Isola Capo Rizzuto ricorda il Beato Rosmini con la Festa della Cella

Da ieri, 20 febbraio, e fino a domenica 26 la comunità rosminiana di Isola Capo Rizzuto celebra il suo Beato Rosmini con la “Festa della Cella2012”. Tanto per  ricordare quel 20 febbraio del 1828, giorno in cui Antonio Rosmini giungeva al Sacro Monte di Domodossola dove intendeva comprendere meglio e dare avvio a ciò che gli chiedeva Dio. In quei giorni scrisse le “Costituzioni dell’Istituto della Carità” che davano l’incipit a quell’esperienza religiosa che divenne, col tempo, l’Istituto della Carità dei Padri Rosminiani e successivamente le Suore della Provvidenza.

Ma chi era Antonio Rosmini?

Sacerdote, scrittore, patriota, teorico del federalismo, molto vicino a diventare cardinale e quindi segretario di stato di Pio IX e successivamente autore di numerose pubblicazioni politiche, pedagogiche e teologiche che, però, furono messe all’ “indice” dalla Chiesa di allora e segnatamente i due scritti Le cinque piaghe della santa Chiesa e Costituzione secondo giustizia.

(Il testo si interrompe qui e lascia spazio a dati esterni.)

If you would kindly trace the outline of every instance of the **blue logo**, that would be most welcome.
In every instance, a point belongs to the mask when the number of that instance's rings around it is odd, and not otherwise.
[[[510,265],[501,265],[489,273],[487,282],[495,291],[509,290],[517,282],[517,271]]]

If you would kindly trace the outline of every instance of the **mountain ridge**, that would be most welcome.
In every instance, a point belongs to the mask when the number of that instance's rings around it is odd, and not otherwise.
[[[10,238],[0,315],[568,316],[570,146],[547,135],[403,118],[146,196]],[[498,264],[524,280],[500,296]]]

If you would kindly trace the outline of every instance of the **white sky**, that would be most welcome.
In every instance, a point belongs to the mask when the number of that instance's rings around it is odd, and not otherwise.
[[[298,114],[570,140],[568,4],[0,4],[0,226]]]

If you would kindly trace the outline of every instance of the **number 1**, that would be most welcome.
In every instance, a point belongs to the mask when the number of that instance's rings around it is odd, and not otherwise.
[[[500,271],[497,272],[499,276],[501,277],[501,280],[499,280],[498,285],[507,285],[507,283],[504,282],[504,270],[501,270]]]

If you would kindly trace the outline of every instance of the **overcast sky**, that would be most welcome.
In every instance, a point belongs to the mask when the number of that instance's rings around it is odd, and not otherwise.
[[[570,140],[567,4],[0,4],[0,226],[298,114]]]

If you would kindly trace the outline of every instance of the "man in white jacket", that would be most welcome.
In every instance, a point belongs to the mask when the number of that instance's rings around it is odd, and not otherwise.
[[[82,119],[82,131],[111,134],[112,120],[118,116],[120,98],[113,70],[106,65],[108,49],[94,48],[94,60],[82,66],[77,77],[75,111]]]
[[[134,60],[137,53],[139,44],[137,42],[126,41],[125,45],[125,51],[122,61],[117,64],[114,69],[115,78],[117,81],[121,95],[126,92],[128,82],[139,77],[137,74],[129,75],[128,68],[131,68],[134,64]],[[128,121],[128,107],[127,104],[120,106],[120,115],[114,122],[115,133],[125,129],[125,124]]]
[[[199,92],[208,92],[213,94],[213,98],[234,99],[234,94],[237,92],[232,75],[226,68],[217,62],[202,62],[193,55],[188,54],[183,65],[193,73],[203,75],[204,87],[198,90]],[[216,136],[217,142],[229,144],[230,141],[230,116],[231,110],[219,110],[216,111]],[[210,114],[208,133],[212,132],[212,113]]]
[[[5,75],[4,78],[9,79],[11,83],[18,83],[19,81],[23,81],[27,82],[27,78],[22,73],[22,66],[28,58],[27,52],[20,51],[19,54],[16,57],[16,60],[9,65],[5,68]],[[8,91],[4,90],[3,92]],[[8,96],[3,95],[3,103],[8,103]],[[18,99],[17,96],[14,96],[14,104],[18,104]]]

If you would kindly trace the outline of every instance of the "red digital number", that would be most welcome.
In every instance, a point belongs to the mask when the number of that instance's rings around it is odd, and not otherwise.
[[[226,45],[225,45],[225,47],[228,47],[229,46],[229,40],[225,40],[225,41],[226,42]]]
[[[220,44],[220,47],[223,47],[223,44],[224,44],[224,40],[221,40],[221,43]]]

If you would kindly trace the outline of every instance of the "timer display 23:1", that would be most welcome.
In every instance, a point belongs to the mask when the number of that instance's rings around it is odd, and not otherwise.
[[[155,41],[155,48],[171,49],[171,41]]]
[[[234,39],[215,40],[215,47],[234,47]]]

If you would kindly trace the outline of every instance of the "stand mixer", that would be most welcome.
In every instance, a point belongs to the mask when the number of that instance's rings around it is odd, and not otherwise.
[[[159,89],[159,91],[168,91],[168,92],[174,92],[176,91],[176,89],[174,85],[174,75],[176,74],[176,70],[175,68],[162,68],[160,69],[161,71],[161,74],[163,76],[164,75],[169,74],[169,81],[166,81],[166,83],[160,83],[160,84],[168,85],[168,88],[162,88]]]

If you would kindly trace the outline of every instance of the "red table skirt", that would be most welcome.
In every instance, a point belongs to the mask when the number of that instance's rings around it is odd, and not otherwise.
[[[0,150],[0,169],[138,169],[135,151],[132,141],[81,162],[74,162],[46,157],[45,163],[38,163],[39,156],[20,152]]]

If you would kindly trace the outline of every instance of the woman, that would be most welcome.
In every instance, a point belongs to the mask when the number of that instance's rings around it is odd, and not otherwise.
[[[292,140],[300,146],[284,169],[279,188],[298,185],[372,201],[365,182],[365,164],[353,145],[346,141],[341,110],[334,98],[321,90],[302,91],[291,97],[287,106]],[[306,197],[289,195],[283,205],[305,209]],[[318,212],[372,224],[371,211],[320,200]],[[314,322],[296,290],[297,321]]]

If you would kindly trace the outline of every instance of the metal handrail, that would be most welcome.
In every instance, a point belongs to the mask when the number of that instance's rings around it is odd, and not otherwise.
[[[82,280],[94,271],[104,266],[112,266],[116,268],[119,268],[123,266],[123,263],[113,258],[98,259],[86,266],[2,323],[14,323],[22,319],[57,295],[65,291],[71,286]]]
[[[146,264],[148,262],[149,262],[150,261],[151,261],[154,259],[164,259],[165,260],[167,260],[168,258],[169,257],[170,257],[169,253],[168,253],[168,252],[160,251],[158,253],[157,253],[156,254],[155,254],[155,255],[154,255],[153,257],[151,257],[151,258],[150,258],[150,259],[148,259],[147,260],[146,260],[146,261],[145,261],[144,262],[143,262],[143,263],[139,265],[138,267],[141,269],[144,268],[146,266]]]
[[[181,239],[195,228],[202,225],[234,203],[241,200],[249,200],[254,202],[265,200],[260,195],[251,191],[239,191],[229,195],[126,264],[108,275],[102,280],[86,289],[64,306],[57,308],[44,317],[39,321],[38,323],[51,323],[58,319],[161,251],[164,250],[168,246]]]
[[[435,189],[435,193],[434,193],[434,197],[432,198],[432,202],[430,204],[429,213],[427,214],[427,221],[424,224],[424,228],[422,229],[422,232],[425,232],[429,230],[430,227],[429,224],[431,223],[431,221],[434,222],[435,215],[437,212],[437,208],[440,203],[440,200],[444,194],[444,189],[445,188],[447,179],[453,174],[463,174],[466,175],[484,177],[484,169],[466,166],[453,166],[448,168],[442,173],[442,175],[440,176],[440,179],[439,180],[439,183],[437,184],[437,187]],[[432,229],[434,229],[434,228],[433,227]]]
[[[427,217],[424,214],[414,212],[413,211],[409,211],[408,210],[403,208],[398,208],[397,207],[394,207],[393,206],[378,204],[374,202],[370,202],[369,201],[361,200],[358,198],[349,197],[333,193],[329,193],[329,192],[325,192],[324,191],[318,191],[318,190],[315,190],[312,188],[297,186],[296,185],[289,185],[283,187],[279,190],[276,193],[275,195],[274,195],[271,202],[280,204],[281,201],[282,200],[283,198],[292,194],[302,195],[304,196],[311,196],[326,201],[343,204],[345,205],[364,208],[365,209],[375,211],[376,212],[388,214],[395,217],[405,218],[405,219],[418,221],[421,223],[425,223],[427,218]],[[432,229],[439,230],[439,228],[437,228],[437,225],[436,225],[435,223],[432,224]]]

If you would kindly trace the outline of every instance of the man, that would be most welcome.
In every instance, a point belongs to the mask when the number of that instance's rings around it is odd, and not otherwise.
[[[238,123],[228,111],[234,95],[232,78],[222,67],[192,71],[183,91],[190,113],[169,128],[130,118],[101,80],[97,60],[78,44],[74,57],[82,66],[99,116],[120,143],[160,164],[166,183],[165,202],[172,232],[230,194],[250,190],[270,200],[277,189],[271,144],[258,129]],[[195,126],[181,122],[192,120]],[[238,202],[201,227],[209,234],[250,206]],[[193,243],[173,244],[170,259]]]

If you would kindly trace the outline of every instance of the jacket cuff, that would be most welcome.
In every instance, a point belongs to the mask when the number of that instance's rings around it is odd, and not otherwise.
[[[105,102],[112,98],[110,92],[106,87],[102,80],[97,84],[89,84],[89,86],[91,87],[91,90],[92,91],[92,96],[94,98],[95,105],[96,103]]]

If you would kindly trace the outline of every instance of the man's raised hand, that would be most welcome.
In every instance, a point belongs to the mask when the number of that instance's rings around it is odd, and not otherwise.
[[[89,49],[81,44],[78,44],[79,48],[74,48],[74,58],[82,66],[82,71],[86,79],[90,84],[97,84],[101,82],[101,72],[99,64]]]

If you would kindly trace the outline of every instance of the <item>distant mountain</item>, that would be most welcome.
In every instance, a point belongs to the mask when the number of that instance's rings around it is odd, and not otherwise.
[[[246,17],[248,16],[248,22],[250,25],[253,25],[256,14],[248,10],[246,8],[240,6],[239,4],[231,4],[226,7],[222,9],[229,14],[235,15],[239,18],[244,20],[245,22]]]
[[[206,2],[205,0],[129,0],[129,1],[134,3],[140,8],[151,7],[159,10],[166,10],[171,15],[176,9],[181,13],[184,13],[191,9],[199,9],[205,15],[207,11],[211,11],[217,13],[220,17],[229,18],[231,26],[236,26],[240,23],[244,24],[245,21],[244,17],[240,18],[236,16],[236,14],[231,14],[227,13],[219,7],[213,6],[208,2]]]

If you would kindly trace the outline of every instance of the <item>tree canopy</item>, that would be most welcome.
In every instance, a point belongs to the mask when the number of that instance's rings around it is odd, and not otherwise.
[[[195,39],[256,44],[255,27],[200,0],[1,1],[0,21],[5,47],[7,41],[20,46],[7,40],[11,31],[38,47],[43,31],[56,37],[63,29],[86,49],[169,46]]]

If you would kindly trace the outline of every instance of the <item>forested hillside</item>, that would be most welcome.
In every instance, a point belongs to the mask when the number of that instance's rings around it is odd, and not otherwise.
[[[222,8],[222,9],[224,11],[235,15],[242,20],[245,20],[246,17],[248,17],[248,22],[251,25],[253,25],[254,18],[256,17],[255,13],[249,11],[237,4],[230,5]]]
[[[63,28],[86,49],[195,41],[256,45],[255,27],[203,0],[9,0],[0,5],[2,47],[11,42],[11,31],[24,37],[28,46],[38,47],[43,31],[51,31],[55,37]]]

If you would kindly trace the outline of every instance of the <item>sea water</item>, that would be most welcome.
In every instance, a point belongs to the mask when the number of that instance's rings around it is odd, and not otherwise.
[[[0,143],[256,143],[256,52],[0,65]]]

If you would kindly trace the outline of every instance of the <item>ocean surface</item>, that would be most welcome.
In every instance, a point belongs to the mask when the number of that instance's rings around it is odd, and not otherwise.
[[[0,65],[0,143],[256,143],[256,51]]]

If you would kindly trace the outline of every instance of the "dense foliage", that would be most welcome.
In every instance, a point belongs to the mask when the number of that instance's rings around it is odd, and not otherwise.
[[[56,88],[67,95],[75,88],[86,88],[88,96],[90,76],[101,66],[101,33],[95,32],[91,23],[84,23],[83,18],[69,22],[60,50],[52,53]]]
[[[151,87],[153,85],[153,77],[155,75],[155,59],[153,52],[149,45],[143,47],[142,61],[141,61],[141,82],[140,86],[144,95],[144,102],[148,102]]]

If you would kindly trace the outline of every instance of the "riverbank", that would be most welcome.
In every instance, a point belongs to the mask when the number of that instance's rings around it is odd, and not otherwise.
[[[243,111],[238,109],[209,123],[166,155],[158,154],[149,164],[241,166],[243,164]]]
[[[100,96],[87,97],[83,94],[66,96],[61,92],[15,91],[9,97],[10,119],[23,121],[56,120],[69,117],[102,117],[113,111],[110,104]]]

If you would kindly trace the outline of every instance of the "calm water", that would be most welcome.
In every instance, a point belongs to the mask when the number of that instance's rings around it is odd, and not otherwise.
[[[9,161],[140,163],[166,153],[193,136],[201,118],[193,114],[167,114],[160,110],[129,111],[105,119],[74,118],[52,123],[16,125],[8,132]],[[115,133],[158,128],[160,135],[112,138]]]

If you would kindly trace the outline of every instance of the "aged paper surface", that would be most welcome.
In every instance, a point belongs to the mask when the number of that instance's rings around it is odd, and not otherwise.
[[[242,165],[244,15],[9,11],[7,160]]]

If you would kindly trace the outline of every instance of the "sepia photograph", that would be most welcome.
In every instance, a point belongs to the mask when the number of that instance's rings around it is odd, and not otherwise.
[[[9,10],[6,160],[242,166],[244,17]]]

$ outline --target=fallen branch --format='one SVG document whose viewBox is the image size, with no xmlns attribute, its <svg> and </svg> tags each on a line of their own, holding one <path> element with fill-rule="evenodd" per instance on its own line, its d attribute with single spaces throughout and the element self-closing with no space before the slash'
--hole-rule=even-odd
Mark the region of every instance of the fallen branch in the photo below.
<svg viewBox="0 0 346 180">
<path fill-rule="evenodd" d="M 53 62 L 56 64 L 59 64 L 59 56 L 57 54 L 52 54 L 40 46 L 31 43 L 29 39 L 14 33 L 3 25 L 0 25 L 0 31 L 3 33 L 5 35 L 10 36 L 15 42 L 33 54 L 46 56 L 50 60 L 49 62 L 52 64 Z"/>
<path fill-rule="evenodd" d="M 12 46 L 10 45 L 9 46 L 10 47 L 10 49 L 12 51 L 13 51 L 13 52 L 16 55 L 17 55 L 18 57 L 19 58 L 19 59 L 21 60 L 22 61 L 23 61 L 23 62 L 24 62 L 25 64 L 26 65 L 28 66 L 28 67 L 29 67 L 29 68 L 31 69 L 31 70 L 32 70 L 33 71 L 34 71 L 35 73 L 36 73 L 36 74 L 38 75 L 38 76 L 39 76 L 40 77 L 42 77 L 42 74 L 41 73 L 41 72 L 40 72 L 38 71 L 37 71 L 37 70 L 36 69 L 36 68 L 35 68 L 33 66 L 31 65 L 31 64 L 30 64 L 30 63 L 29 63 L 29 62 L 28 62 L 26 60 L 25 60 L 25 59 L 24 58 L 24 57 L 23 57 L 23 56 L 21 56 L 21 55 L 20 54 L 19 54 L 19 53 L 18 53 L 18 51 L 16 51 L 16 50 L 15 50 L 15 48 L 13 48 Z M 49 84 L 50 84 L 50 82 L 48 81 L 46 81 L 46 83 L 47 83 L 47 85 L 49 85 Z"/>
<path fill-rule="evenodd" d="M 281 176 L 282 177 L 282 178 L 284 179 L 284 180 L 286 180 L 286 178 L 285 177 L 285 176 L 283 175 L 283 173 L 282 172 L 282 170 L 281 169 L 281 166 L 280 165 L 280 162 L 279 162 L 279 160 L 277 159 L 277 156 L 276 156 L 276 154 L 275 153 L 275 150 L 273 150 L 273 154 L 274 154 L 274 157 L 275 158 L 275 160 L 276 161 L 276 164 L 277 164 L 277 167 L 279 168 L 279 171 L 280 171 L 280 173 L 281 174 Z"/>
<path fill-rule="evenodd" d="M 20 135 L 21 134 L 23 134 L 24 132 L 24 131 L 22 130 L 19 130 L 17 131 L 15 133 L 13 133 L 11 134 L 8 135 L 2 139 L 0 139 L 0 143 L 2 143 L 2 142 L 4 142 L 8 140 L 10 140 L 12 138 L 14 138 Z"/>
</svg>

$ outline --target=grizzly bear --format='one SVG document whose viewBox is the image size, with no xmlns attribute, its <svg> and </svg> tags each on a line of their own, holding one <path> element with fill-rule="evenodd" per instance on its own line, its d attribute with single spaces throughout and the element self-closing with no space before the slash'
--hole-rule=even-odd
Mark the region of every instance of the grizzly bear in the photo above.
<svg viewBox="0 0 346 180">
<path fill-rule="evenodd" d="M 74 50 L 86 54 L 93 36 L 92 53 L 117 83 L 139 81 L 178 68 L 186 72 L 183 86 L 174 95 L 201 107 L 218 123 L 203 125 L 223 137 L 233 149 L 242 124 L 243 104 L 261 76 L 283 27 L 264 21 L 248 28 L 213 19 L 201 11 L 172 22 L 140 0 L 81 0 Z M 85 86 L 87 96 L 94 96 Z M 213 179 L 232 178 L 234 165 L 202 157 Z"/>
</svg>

Oggi, si può dire, completamente riabilitato, tant’è, che nell’ambito delle celebrazioni per il bicentenario della sua nascita (1797 – 1997),  è stato solennemente ricordato e commemorato dallo Stato e dalla Chiesa, dal Presidente della Repubblica Scalfaro  e i presidenti di Camera e Senato Violante e Mancino, e dal presidente del Pontificio Consiglio perla Cultura, cardinale Paul Poupard.

Vien da sè che Rosmini oggi torni alla ribalta per la sua scelta di campo, la scelta del federalismo. Nacque a Rovereto nel 1797 e, dopo le tante traversie di seguito ricordate e dopo aver fondato l’Ordine religioso che prende il suo nome, si ritirò a Stresa dove finì i suoi giorni nel 1856. Come disse allora Mancino, fu “una sorta di profeta a rischio, un pensatore scomodo fino all’eterodossia” insomma “personalità discussa, ora sul punto di diventare principale collaboratore del Papa ed in breve tempo isolato sul piano umano e intellettuale.” E già perché proponeva, a dire degli altri, qualche stranezza. Insomma  Rosmini, all’unità d’Italia, per così dire all’acqua di rose, propugnava con chiarezza l’alternativa federalista di una “unità politica dell’intera penisola” accogliendo insieme le diversità  o meglio le disparità delle condizioni degli Stati (oggi Regioni) componenti.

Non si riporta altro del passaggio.